Ethel had closed the pressed-board door and the two were sitting together, hiding from all the noise and confusion upstairs, with three or four of Liam’s toys, a small piece of birthday cake and a candle that he was going to light by himself. Ian came in and sat down on an old wicker rocking chair, holding his cane and trying to think above the commotion, but nonetheless listening to Annette’s feet as they moved to and from the back door, and looking up at the cross beams. Now and again he smiled at his son.

Ethel had been telling a story to Liam about a miracle that had happened to her when she was very little, younger than Liam himself. Annette had told her not to tell this story because it was superstitious. Yet the story involved Sara’s heroic action, and this is what Annette secretly deplored. And so Ethel had stopped telling it when Ian came into the room.

The only friend Liam had was Ethel. He told her he was going to a party next week, and this party was for Sherry Mittens. No one talked to Ethel more about Sherry Mittens than Liam did. He had saved $7.32 for a present for Sherry Mittens, and wanted Ethel to help him buy it.

The huge basement was unfinished and smelled of oil and pressed wallboard. Ian had had great hopes of finishing it but never had. Other obligations always got in the way. The cottage was being redone, and he had spent close to twenty-five thousand dollars on that although he never went there—and Ripp lived in it half the time, and the bills for the phone and electric heat came to the house for Ian to pay.

He now heard Annette laugh upstairs like a little girl. He said he wanted to hear Ethel’s story—although in fact what he wanted was to hear about Sara.

So Ethel continued on: “How did it happen that old Mr. Fitzroy just happened to come around the corner at that time? If he had not, my sister and I would have drowned—and he wasn’t supposed to come that way for another week. He told us this later. Yet he had decided to go into the woods at just that time.
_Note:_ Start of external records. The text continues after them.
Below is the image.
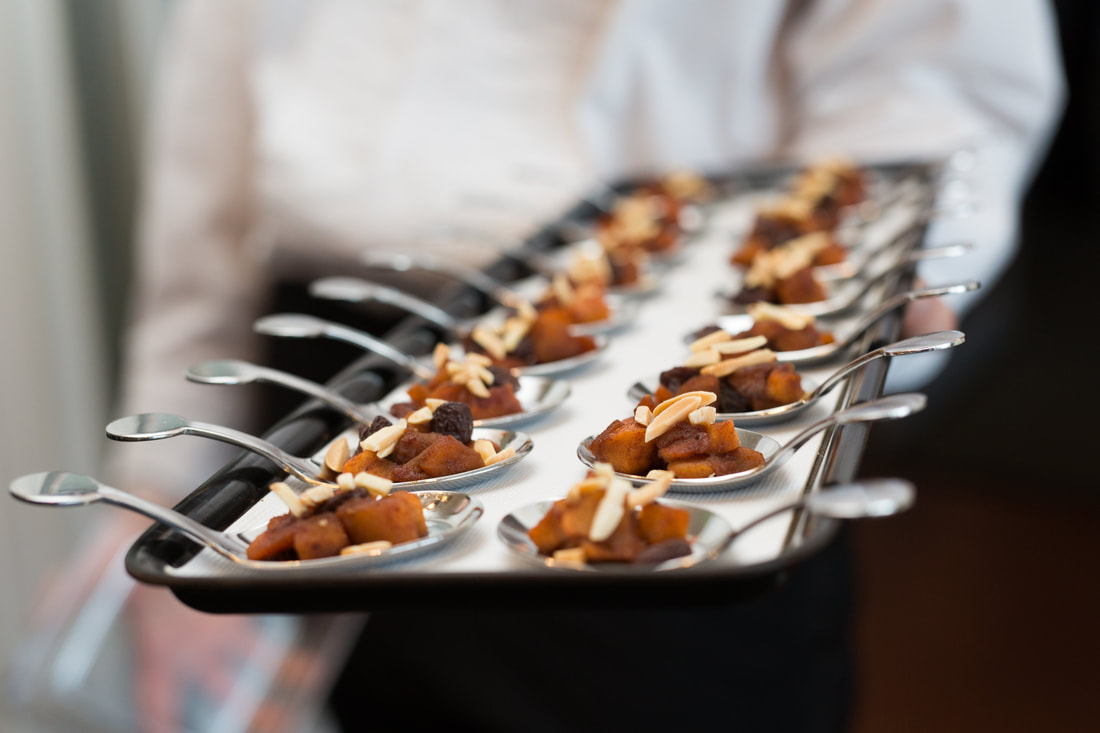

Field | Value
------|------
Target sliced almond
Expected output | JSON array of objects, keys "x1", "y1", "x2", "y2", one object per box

[
  {"x1": 267, "y1": 481, "x2": 309, "y2": 517},
  {"x1": 646, "y1": 396, "x2": 703, "y2": 442},
  {"x1": 703, "y1": 349, "x2": 776, "y2": 376},
  {"x1": 713, "y1": 336, "x2": 768, "y2": 355},
  {"x1": 746, "y1": 302, "x2": 814, "y2": 331},
  {"x1": 470, "y1": 326, "x2": 507, "y2": 361},
  {"x1": 553, "y1": 547, "x2": 585, "y2": 567},
  {"x1": 688, "y1": 406, "x2": 718, "y2": 425},
  {"x1": 653, "y1": 390, "x2": 718, "y2": 417},
  {"x1": 690, "y1": 330, "x2": 733, "y2": 351},
  {"x1": 683, "y1": 349, "x2": 722, "y2": 369},
  {"x1": 589, "y1": 479, "x2": 630, "y2": 543},
  {"x1": 352, "y1": 471, "x2": 394, "y2": 496},
  {"x1": 360, "y1": 419, "x2": 408, "y2": 458},
  {"x1": 405, "y1": 405, "x2": 432, "y2": 425},
  {"x1": 485, "y1": 446, "x2": 516, "y2": 466},
  {"x1": 322, "y1": 438, "x2": 351, "y2": 479},
  {"x1": 340, "y1": 539, "x2": 394, "y2": 555},
  {"x1": 626, "y1": 471, "x2": 673, "y2": 508},
  {"x1": 474, "y1": 438, "x2": 496, "y2": 462},
  {"x1": 431, "y1": 341, "x2": 451, "y2": 369}
]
Out of the blue he got up from his table and started walking—for no apparent reason! And Sara, in spite of her leg being twisted and in pain, kept holding my head above water. If she had let go of me, she could have saved herself—but even though the pain was unbearable, and remains unbearable even now at times, she did not let my head go. She would not. Besides that, neither of us froze when freezing would have been easy. And so even the doctors—and she went to dozens—asked how in the world she managed. And she could not say, except that it was the help of the Virgin.” Ethel finished, while loud and long laughter could be heard from the stairs and the snow fell over the green window.

“But what about all of those who aren’t saved, and who do die in accidents day in and day out?” Ian asked. “Like Evan’s little boy?”

“Well, perhaps those are miracles in another way,” Ethel said. “Perhaps there are miracles in tragedy as well.”

Ian, who always felt he was far brighter than Ethel, could never seem to win an argument with her. So he said nothing more. Down here in the far corner were his books—he had dozens of novels and histories that he read in his spare time. In fact, each time he heard of a certain book and thought that Sara might like it, he bought it.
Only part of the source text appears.